To use any of the following logging functions you first need to set the name of the filename used for logging.
Setting this filename also sets the filename used by some of these API functions – you will find additional logging data from those functions that will help debug any issues with the service.

extern "C" void svlMVStub_setLogFileName(const wchar_t* fileName);

svlMVStub_deleteLogFile

extern "C" void svlMVStub_deleteLogFile();

This function deletes the log file.

svlMVStub_writeToLogFileA

extern "C" void svlMVStub_writeToLogFileA(const char* text);

Call this function to write a standard ANSI character string to the log file.

svlMVStub_writeToLogFileW

extern "C" void svlMVStub_writeToLogFileW(const wchar_t* text);

Call this function to write a unicode character string to the log file. The characters are cast to ANSI prior to writing. As such you can’t write Korean to the log file. This is simply a convenience function to write wide characters as simply as ANSI characters.

svlMVStub_writeToLogFile

extern "C" void svlMVStub_writeToLogFile(SVL_SERVICE_ERROR errCode);

Call this function to write a human readable description of the SVL_SERVICE_ERROR error code to the log file.

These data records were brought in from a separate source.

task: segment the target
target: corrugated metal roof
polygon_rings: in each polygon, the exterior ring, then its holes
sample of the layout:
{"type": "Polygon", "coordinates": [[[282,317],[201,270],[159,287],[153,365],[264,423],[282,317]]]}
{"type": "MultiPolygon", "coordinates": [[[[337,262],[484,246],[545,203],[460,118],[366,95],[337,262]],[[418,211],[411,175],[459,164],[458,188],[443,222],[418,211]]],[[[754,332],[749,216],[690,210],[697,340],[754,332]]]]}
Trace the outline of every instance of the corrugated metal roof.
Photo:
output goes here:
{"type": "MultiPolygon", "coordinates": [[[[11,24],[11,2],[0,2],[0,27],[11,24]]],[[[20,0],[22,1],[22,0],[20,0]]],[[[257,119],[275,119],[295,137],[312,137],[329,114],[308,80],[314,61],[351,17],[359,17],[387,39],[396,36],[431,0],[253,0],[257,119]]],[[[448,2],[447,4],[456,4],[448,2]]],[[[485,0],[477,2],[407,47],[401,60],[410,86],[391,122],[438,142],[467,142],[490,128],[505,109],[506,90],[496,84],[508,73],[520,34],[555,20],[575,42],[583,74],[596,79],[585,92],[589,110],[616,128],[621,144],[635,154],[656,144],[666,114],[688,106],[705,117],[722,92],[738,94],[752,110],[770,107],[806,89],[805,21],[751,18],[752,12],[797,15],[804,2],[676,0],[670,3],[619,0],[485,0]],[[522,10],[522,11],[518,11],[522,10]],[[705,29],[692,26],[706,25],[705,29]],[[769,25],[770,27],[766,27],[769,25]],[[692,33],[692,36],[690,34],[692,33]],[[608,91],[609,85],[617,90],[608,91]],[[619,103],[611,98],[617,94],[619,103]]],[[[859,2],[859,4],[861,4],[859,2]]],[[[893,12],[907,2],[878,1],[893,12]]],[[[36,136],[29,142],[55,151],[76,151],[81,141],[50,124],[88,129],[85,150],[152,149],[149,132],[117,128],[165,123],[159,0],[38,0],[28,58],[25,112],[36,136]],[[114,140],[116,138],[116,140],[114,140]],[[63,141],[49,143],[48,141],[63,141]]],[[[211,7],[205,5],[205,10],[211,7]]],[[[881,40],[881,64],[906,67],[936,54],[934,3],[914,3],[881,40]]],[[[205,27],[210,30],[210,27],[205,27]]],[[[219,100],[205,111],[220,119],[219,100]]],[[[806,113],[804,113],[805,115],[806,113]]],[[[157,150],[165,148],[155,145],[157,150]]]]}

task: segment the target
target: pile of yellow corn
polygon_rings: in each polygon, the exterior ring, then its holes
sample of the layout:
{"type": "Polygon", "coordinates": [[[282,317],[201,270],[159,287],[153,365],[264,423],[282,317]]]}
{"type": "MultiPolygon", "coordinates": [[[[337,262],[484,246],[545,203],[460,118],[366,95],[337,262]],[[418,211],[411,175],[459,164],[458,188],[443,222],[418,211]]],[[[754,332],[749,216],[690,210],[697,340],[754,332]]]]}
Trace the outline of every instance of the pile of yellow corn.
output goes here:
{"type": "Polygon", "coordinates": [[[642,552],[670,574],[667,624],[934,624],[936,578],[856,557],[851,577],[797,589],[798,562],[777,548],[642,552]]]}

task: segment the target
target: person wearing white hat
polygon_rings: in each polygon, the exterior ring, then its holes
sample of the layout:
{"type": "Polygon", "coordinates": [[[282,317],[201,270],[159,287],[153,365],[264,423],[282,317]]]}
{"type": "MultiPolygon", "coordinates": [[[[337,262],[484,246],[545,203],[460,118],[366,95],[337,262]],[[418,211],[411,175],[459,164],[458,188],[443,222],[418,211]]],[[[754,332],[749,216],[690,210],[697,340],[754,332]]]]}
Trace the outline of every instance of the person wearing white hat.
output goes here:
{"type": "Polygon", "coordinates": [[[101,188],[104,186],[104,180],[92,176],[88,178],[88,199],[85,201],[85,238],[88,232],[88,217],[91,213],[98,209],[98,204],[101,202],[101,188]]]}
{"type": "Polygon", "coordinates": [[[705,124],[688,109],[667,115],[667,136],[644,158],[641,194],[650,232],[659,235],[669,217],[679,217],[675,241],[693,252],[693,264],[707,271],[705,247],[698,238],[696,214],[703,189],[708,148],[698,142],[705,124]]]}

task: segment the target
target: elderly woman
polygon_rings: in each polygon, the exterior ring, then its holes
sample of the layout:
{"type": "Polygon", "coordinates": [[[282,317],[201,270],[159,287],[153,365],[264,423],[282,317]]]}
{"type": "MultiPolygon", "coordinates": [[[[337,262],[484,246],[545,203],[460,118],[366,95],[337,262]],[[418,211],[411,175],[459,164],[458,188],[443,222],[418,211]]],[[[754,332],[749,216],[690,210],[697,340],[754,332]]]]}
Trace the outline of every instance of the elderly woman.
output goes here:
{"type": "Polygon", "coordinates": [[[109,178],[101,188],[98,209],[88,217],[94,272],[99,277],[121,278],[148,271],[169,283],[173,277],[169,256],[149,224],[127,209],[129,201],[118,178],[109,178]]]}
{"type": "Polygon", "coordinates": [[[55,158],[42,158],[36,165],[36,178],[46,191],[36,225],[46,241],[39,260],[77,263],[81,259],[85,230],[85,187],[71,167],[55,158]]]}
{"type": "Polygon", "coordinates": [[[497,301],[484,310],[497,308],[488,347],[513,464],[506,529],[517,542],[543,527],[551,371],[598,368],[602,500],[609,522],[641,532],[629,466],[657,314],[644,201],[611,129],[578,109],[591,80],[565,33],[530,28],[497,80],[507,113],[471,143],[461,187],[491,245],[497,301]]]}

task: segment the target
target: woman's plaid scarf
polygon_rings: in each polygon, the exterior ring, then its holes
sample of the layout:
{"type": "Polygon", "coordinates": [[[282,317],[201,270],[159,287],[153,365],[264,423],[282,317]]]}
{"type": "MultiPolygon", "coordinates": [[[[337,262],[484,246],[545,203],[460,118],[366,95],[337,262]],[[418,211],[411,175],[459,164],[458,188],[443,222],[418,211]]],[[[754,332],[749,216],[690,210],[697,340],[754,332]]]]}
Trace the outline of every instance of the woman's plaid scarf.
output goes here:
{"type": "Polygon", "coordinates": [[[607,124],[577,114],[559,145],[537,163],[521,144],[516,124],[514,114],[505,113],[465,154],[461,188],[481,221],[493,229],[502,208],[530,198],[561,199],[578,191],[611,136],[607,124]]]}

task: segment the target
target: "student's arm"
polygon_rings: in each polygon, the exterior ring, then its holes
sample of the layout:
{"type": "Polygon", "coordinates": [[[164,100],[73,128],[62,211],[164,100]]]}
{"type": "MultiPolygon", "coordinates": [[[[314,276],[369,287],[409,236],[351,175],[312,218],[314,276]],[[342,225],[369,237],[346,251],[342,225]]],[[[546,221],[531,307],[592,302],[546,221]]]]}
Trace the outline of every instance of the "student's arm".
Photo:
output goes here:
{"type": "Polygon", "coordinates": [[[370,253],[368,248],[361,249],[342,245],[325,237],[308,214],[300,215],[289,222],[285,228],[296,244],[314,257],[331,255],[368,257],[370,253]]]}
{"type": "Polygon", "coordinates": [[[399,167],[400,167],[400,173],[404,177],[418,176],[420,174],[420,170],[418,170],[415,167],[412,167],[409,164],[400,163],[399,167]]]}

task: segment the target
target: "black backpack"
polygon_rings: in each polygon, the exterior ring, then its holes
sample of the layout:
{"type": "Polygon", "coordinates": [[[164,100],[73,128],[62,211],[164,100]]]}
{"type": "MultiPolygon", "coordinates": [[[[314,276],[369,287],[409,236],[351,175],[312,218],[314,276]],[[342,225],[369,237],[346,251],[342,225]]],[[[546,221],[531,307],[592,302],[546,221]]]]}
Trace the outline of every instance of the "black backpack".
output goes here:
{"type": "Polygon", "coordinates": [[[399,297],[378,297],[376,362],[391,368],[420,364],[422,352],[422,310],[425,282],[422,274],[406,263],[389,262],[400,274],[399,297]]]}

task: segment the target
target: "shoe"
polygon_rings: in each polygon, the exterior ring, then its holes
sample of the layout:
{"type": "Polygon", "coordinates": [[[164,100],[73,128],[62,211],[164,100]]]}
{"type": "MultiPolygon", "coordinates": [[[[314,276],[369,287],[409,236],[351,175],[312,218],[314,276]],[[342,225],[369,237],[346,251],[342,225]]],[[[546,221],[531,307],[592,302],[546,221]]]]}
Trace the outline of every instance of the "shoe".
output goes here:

svlMVStub_writeToLogFileLastError

extern "C" void svlMVStub_writeToLogFileLastError(DWORD errCode);

Call this function to write a human readable description of the Windows error code to the log file.

svlMVStub_dumpPathToLogFile

extern "C" void svlMVStub_dumpPathToLogFile();

Call this function to write the contents of the PATH environment variable to the log file. This can be useful if you want to know what the search path is when trying to debug why a DLL wasn’t found during an attempt to load the Validator DLL.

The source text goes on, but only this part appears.